Ik heb de indruk dat we als een gladiator tussen vier paarden zijn gebonden. #1 De verhuurderheffing veroorzaakt grote druk op de betaalbaarheid en beschikbaarheid van goedkope sociale huurwoningen. #2 Corporaties moeten meer hun schulden aflossen zodat ze weer beter in staat zijn te investeren in de woningvoorraad. Dus moeten ze woningen verkopen. #3 Het verzet van gemeenten tegen verkoop van woningen vult de kranten, terwijl het veelal om niet meer dan een paar procent van de sociale voorraad gaat die nota bene niet eens verloren gaat bij een verkoop. #4 Voor Vestia geldt daar bovenop dat wij niet alleen verkopen voor onze eigen financiële gezondheid, maar ook voor die van de andere corporaties. Want als Vestia niet slaagt krijgen zij (nogmaals[2]) de rekening gepresenteerd.

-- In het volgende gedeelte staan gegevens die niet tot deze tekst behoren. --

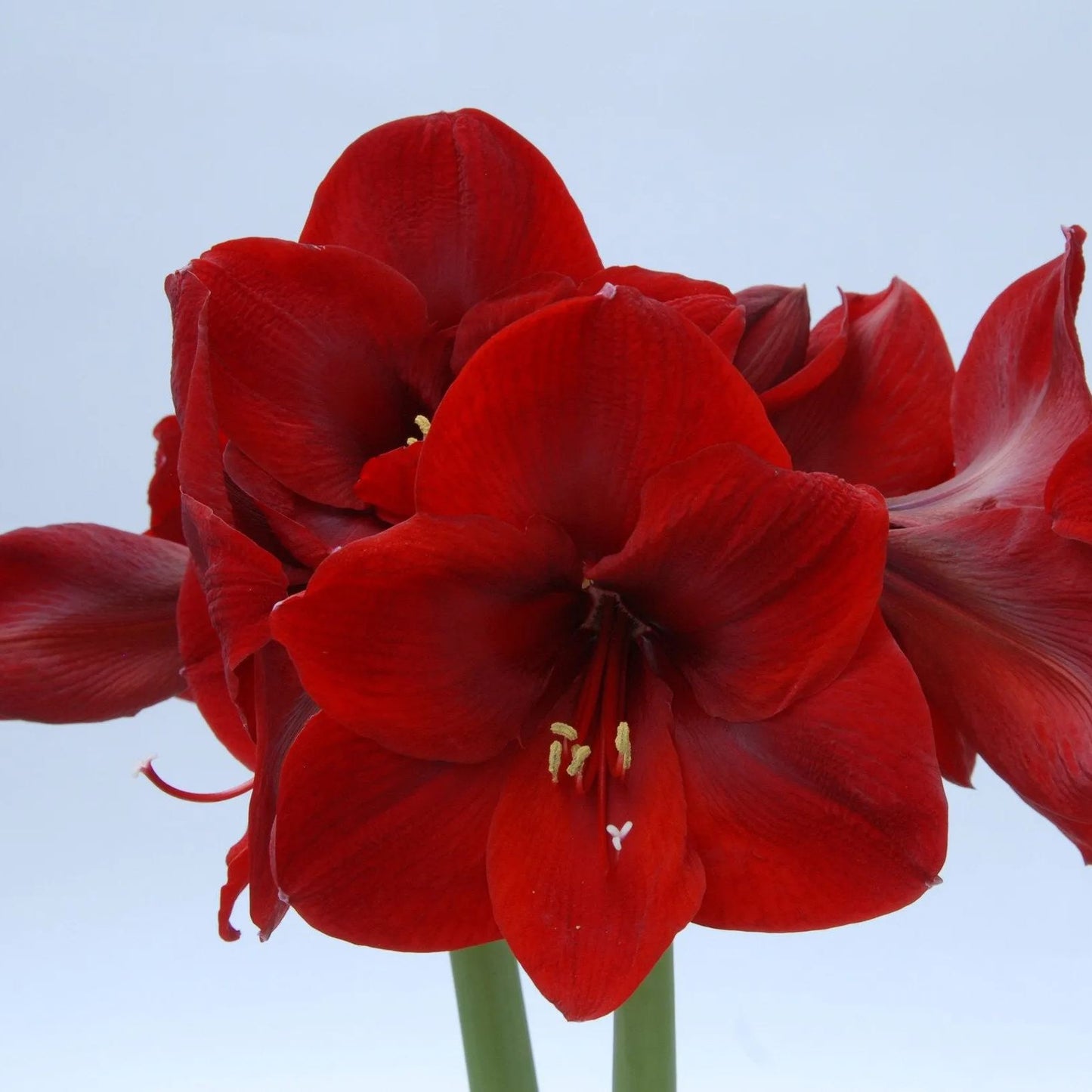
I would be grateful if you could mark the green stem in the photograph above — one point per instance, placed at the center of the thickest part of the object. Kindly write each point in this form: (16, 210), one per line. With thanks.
(490, 1013)
(645, 1033)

En wat gebeurt er nu precies bij verkoop aan een belegger? Het korte antwoord is: niet zo heel veel anders dan bij verkoop aan een corporatie. Ook de belegger betaalt verhuurderheffing, ook de belegger zal binnen de regels van de wet de woningen beheren, ook de belegger zal met regelmaat de woning grondig opknappen en mogelijk op een bepaald moment de woning verkopen aan de zittende huurder of aan een nieuwe bewoner indien de gemeente daarmee instemt. Natuurlijk zijn er ook verschillen, denk aan de inzet van sociaal beheer ten behoeve van leefbaarheid, maar dat beïnvloedt de huurprijs, de betaalbaarheid, slechts beperkt. En wij merken dat beleggers open het gesprek aangaan over vraagstukken rondom woonruimteverdeling.

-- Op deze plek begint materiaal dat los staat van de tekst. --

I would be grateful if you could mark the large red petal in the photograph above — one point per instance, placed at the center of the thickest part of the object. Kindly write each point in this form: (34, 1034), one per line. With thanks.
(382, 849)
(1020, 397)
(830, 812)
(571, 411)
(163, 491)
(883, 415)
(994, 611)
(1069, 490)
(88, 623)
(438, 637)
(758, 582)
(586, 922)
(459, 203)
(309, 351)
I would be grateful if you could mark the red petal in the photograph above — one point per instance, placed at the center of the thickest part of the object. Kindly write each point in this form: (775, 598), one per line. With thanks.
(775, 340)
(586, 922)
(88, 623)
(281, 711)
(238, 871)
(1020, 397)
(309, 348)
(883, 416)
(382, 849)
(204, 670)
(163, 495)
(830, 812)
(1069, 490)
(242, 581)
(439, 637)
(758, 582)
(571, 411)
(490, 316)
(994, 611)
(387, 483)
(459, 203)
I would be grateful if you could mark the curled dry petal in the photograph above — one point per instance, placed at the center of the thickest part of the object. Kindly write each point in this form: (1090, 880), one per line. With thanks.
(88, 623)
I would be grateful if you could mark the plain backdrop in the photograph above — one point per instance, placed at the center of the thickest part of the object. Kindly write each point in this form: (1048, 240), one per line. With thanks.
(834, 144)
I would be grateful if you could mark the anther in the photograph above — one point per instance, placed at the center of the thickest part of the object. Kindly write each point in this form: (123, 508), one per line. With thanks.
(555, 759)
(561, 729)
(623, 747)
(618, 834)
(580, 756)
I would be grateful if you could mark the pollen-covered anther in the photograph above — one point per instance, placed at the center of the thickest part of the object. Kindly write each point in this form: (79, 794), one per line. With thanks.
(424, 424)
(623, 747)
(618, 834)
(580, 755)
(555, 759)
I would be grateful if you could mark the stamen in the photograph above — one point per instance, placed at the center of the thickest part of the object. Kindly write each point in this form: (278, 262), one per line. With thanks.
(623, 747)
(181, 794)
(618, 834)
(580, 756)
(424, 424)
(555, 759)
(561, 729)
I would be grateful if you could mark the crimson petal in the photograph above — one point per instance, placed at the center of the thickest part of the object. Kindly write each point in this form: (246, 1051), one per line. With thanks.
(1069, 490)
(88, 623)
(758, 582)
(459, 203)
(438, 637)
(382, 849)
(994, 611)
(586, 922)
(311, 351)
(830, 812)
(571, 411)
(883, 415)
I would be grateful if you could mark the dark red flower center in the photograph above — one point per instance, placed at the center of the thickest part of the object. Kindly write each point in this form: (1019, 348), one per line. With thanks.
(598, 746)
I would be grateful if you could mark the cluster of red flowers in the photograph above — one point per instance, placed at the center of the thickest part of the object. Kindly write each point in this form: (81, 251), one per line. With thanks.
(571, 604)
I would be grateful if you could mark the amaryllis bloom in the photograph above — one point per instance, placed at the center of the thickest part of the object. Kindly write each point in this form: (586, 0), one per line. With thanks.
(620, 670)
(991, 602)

Iemand die op deze manier gevierendeeld wordt kun je niet vragen de pijn in één van de ledematen te ontkennen. Wij zien als geen ander dat betaalbaarheid onder druk staat, wat het kritisch kijken van gemeentes naar verkoop van sociale huurwoningen legitimeert. Maar wanneer de discussie over betaalbaarheid en verhuurderheffing wordt vertaald in “u moet geen woningen meer verkopen” dan worden de problemen eerder nog groter. Het wordt een onzuivere discussie en het vertroebelt de besluitvorming. En vergis je niet, we lopen daarmee het risico dat (inter)nationale beleggers de Nederlandse markt snel weer voorbij gaan.

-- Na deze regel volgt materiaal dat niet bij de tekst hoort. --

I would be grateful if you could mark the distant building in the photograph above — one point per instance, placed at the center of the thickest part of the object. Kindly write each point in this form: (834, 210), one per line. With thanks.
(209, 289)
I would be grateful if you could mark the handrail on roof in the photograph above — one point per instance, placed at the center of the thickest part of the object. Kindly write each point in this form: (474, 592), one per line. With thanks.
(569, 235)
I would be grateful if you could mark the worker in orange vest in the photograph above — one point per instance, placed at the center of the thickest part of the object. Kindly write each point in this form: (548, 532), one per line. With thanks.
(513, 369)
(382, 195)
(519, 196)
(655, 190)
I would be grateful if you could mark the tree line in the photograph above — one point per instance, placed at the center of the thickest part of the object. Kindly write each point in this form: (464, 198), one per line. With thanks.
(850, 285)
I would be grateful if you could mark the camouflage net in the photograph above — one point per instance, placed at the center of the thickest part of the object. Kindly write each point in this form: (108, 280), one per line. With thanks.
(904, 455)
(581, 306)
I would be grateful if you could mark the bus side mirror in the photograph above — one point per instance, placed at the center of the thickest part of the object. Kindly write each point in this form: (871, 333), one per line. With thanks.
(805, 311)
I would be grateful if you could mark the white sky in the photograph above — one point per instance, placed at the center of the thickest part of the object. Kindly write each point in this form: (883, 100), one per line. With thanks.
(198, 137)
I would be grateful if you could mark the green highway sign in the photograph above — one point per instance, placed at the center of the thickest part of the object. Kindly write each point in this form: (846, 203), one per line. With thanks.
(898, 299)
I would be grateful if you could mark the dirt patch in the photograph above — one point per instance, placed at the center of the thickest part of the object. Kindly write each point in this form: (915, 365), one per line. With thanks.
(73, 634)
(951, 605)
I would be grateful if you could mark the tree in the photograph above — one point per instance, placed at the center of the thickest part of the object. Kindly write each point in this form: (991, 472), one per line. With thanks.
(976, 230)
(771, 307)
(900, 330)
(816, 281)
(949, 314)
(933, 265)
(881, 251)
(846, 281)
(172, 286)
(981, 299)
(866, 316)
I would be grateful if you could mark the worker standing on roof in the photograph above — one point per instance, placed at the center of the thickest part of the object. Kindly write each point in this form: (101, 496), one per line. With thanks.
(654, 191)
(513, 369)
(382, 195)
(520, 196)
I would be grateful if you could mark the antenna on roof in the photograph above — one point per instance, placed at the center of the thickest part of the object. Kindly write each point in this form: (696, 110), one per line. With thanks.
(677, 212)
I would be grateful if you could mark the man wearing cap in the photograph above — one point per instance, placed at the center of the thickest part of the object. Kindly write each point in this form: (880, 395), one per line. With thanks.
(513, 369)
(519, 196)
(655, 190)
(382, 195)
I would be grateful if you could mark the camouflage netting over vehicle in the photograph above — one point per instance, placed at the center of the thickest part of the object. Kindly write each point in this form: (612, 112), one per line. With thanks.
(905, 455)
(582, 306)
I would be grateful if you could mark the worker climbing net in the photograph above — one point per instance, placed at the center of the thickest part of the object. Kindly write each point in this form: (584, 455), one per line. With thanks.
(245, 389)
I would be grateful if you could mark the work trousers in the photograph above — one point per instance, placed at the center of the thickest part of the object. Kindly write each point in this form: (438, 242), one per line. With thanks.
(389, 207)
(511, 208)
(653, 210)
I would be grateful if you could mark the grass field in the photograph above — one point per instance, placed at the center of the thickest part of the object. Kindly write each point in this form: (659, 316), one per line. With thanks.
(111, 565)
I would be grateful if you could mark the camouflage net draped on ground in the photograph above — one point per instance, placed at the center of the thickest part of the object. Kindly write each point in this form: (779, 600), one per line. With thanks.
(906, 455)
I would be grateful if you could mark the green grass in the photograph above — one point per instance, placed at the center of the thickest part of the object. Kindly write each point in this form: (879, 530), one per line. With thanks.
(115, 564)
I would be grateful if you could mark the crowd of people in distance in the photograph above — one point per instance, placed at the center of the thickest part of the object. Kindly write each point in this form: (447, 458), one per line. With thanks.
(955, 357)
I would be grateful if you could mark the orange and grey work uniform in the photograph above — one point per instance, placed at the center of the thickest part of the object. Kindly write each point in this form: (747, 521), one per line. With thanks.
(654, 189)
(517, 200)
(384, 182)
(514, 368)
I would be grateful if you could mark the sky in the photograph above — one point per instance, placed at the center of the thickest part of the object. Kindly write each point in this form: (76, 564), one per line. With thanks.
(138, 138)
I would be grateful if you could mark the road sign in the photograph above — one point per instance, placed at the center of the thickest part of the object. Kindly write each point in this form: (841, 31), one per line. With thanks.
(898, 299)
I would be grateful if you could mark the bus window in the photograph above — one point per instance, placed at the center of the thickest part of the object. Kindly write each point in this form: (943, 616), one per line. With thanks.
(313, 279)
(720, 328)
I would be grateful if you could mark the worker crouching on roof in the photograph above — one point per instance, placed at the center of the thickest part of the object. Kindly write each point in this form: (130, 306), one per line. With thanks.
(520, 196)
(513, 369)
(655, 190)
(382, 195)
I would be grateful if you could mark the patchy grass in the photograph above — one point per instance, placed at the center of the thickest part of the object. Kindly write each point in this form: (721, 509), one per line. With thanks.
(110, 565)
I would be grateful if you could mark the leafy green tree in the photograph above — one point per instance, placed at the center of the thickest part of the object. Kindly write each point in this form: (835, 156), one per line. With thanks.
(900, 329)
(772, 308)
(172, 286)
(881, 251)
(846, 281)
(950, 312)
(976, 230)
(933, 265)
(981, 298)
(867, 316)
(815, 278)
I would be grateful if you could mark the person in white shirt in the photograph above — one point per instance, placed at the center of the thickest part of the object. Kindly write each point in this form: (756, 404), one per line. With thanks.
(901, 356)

Mijn hoop en verwachting is dat men meer inhoudelijk en minder politiek gaat kijken naar de verkoop. Dat corporaties en gemeente belangen open bespreken en zoeken naar een ‘win-win’ die breder is dan de lokale situatie. Denk aan de omvang en het type woningen, de situatie bij de verkopende corporatie en de intenties van de kopende partij. Vestia zal blijven verkopen om de andere corporaties niet met een rekening op te zadelen. Een verantwoordelijkheid die Vestia neemt om de resterende sociale huurwoningen goed en betaalbaar te houden, zodat de rekening niet linksom of rechtsom bij huurders terecht komt. En mocht die omstreden verhuurderheffing ook nog eens van tafel gaan, dan bestaat de kans dat we deze vierendeling het hoofd kunnen bieden.
[1] De activiteiten van woningcorporaties worden als gevolg van de inwerkingtreding van de nieuwe regelgeving verdeeld in zogenoemde DAEB (Diensten van Algemeen Economisch Belang) activiteiten en niet-DAEB activiteiten. Alleen voor DAEB activiteiten mag staatssteun worden ontvangen.
[2] De sanering van Vestia had een meerjarige saneringsheffing voor de sector tot gevolg. Het Centraal Fonds Volkshuisvesting kende Vestia in 2013 een maximale steun van € 675 miljoen plus rente toe.